Now, that quote, which I’ve never seen attributed to anyone unfortunately, is an over-generalization of the situation, but it does address the level of commitment that families of athletes have so that their children can play.
Several years ago, we traveled to the 1A state championship football game in a driving snow. And, just like going to the Cracker Bowl, we saw vehicle after vehicle trudging through the storm to get to Raleigh to support their team – their athletes.
One of the referees at the Cracker Bowl made the comment that there were more people in the stands that morning than there were the previous evening for a high school game. The children playing might not be aware of fan numbers in that way, but they are surely aware that their family is there to cheer them on.
The Cherokee teams are never alone when they travel, and that’s due to a fan base that is dedicated to the core.

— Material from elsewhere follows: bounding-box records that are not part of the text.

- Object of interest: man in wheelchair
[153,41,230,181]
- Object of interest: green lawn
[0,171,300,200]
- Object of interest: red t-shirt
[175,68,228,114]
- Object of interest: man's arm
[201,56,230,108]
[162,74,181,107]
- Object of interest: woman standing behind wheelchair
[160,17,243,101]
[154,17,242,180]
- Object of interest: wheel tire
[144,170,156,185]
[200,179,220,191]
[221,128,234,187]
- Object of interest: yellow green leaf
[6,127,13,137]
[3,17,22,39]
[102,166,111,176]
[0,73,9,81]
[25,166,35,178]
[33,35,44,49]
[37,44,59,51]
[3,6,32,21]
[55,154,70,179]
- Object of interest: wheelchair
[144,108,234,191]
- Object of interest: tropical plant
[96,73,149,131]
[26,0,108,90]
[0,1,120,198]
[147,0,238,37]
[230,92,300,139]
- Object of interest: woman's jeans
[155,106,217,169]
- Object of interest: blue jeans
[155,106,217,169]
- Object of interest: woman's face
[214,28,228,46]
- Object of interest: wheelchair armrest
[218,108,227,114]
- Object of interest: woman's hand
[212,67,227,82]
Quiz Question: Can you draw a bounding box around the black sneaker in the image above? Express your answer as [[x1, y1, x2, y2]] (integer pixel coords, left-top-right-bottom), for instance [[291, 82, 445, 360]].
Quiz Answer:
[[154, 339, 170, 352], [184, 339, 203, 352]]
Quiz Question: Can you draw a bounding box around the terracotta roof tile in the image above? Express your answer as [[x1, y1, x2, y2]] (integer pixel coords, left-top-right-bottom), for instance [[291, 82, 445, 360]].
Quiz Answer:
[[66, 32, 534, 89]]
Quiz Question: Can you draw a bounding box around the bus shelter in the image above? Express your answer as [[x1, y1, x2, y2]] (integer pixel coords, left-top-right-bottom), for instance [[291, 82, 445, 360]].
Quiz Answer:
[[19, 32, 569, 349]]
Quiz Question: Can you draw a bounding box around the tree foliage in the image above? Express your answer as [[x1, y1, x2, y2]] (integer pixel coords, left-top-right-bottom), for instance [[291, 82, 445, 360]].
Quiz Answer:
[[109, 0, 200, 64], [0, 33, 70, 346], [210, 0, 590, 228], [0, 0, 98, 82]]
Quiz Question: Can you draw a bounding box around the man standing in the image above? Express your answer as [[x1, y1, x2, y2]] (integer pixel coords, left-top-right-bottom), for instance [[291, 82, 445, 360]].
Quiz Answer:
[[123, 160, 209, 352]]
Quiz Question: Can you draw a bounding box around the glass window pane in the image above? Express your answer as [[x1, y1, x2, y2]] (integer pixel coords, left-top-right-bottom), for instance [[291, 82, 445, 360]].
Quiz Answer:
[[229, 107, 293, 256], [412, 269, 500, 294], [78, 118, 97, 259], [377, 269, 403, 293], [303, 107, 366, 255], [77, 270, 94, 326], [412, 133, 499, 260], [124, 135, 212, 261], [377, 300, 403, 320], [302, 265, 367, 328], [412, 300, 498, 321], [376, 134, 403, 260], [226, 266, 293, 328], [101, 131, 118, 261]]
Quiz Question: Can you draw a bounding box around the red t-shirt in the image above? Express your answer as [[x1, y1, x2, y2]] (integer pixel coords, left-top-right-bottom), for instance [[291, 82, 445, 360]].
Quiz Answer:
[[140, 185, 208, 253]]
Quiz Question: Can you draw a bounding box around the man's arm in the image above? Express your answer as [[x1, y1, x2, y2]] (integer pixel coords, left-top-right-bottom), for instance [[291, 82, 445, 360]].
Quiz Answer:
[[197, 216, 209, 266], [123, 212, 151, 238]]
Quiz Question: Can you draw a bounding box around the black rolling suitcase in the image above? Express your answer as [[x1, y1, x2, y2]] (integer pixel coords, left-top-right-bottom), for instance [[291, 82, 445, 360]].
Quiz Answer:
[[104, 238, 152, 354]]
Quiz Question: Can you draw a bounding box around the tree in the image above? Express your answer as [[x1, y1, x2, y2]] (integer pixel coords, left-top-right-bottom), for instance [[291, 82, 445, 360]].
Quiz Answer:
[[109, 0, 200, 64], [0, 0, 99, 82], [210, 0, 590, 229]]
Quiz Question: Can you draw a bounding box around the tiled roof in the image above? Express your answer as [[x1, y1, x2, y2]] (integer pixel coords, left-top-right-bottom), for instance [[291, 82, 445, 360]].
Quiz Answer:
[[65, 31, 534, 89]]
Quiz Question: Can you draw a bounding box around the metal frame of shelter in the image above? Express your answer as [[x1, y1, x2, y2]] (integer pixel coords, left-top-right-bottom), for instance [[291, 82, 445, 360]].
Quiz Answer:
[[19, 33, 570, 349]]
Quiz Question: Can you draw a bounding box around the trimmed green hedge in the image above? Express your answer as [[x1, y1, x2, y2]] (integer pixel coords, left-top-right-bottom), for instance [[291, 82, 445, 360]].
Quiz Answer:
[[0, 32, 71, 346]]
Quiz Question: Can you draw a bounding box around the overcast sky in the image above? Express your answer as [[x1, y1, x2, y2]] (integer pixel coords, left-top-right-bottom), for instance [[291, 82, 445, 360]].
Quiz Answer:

The late Knute Rockne once said, “On the road, we’re somebody else’s guests – and, we play in a way that they’re not going to forget we visited them.”
Cherokee is like that, and a large part of it is due to the fans.
A few weeks ago, this played out during a fourth-round state playoff game in volleyball. The Cherokee Lady Braves traveled to Polk Co. High School on a Saturday afternoon. And, the Lady Braves were supported by a legion of fans that filled three-quarters of the gymnasium by this reporter’s viewpoint.
Several years ago, after that state championship game I referenced above, I wrote a column entitled “Cherokee fans won’t get a ring, but they deserve one”. I spoke about the same fan support I’m discussing now. While family and other fans will never lift the trophy themselves, their support helps those athletes do so. Keep cheering. Keep supporting. Keep being present. It is noticed.